Revision as of 17:56, 12 July 2016 by Stubbsda (talk | contribs) (Added a section on using Gnu Parallel across multiple nodes.)

Introduction

GNU Parallel is a tool for running many sequential tasks at the same time on one or more nodes. It is useful for running a large number of sequential tasks, especially if they are short or variable duration, as well as when doing a parameter sweep. We will only cover the basic options here, for more advanced usage, please see the official documentation.
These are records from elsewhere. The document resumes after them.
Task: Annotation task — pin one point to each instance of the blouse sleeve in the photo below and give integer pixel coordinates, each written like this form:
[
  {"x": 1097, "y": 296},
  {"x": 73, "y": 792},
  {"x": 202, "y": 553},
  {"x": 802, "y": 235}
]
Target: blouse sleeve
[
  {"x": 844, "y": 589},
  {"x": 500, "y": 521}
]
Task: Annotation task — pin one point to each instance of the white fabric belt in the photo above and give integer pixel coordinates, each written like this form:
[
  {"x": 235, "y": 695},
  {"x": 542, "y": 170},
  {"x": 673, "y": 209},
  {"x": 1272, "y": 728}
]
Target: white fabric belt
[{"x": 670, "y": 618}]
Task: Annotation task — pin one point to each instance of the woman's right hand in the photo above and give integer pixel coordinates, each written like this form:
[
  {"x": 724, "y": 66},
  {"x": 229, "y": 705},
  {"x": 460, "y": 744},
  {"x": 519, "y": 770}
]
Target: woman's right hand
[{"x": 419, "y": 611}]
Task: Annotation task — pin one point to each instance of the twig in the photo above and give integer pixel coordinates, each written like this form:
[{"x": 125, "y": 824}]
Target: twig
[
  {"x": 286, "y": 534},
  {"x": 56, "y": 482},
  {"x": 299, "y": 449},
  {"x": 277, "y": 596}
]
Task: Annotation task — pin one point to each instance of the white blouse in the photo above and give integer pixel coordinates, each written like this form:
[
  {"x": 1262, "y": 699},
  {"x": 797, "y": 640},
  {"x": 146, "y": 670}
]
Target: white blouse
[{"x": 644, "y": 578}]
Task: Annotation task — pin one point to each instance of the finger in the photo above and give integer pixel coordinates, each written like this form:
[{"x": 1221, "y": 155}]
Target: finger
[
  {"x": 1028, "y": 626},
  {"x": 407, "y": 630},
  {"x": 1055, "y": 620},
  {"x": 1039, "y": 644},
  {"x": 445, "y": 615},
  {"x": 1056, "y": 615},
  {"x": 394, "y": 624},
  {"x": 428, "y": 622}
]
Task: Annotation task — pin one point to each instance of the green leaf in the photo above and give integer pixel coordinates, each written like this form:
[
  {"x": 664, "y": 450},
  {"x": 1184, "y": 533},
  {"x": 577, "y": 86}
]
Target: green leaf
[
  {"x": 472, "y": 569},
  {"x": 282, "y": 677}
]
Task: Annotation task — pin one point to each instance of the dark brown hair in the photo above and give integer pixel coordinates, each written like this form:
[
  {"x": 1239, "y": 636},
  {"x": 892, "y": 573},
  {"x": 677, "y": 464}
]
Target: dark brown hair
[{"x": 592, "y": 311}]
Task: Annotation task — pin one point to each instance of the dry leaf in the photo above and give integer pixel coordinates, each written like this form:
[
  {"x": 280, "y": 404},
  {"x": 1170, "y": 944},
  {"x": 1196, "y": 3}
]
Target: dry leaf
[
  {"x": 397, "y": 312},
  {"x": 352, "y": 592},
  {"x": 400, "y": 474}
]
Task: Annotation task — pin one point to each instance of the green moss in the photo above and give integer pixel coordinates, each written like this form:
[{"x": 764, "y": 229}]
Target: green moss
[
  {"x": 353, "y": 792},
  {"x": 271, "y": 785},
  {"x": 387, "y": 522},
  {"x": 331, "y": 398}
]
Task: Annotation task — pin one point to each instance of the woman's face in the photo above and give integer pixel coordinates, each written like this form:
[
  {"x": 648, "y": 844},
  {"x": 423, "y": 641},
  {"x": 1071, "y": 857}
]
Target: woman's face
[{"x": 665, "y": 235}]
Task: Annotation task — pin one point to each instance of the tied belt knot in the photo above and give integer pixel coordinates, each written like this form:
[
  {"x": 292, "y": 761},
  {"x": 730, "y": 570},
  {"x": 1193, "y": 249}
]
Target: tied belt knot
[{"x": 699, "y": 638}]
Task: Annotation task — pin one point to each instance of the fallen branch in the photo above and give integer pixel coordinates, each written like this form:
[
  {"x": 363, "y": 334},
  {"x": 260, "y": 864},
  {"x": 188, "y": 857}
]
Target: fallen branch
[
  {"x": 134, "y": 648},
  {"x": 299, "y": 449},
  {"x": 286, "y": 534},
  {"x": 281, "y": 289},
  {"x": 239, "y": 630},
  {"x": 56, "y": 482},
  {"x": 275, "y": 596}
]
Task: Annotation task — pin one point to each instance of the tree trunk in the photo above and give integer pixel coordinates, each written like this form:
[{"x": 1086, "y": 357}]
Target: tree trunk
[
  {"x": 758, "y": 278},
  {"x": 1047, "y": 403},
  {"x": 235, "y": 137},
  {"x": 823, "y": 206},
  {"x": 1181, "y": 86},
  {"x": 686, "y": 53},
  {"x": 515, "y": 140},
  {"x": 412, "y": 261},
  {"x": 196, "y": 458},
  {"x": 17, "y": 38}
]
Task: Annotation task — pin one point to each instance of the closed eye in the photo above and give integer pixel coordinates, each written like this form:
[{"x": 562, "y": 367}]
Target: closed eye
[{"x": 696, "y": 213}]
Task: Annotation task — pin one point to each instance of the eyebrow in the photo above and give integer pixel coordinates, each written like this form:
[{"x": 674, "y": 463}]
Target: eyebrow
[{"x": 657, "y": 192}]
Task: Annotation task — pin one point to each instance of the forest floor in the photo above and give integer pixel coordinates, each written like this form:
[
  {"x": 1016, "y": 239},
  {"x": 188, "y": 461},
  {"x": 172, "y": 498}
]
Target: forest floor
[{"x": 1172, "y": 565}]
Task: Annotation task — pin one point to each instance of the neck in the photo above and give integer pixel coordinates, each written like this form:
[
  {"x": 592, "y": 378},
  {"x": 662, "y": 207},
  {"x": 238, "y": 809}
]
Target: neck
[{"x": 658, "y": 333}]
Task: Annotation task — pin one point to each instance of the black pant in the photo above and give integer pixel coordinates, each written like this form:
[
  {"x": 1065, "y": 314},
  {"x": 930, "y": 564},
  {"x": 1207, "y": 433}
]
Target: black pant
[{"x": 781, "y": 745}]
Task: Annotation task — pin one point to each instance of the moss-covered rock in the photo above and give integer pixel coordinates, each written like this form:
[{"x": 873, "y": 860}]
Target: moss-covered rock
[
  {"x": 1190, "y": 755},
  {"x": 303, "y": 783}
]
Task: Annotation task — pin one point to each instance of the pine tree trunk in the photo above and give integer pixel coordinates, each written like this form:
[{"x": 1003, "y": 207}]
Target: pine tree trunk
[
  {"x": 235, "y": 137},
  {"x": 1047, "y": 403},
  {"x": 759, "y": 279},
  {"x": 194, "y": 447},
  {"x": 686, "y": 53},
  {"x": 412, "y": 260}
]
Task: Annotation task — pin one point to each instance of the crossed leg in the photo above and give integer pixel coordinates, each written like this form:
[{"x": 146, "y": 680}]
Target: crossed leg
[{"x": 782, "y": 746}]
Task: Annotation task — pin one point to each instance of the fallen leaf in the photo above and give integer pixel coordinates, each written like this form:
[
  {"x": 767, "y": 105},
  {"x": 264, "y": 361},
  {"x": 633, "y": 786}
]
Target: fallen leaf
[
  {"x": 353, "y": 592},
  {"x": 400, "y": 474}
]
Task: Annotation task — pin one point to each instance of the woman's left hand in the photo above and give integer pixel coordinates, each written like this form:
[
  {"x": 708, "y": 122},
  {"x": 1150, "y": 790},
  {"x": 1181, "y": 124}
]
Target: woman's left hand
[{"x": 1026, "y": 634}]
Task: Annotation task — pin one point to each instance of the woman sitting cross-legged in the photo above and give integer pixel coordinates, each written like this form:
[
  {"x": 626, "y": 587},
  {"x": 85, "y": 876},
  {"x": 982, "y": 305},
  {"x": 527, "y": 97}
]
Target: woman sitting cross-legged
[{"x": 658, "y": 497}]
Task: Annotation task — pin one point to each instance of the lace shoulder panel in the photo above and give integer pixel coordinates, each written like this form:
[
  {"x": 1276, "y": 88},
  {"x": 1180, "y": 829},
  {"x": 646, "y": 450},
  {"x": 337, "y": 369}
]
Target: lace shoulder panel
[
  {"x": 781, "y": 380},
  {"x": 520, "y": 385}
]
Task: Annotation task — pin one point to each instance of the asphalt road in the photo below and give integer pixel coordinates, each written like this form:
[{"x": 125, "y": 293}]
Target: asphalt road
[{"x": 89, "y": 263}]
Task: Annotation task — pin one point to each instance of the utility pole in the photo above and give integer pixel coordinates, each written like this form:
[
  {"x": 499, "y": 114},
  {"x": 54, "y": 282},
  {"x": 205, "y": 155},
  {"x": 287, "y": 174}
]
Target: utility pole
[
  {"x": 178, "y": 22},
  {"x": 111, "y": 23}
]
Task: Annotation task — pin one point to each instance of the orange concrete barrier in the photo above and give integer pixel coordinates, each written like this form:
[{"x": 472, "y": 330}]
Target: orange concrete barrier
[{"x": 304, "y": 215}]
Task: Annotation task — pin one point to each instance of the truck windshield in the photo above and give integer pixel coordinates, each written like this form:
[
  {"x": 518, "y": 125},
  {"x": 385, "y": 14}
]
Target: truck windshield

By default, parallel will run as many tasks as the number of cores on the node, therefore maximizing resource usage. You can change this behaviour using the option --jobs followed by the number of simultaneous tasks that Gnu Parallel should run. When a task finishes, a new task will automatically be started by parallel.

Basic Usage

Parallel uses curly brackets {} as parameters for the command to be run. For example, to run zip on all the text files in a directory, you can execute

 
[name@server ~]$ ls *.txt | parallel zip {}

An alternative syntax is to use :::, such as this example:

 
[name@server ~]$ parallel echo {} ::: $(seq 1 3)
1
2
3

Multiple Arguments

You can also use multiple arguments by enumerating them, for example:

 
[name@server ~]$ parallel echo {1} {2} ::: $(seq 1 3) ::: $(seq 2 3)
1 2
1 3
2 2
2 3
3 2
3 3

File Content as Argument List

The syntax :::: takes the content of a file to generate the list of values for the arguments. For example, if you have a list of parameter values in the file mylist.txt, you may display its content with:

 
[name@server ~]$ parallel echo {1} :::: mylist.txt

Running on Multiple Nodes

You can also use Gnu Parallel to distribute a workload across multiple nodes in a cluster, such as in the context of a job on a Compute Canada server. An example of this use is the following:

 
[name@server ~]$ parallel --jobs 12 --sshloginfile $PBS_NODEFILE --env MY_VARIABLE --workdir $PWD ./my_program

In this case, we suppose that each node has 12 CPU cores and we will use the PBS_NODEFILE file created automatically by the job scheduler to tell Gnu Parallel which nodes to use for the distribution of tasks. The --env allows us to transfer a named environment variable to all the nodes while the --workdir option ensures that the Gnu Parallel tasks will start in same directory as the main node.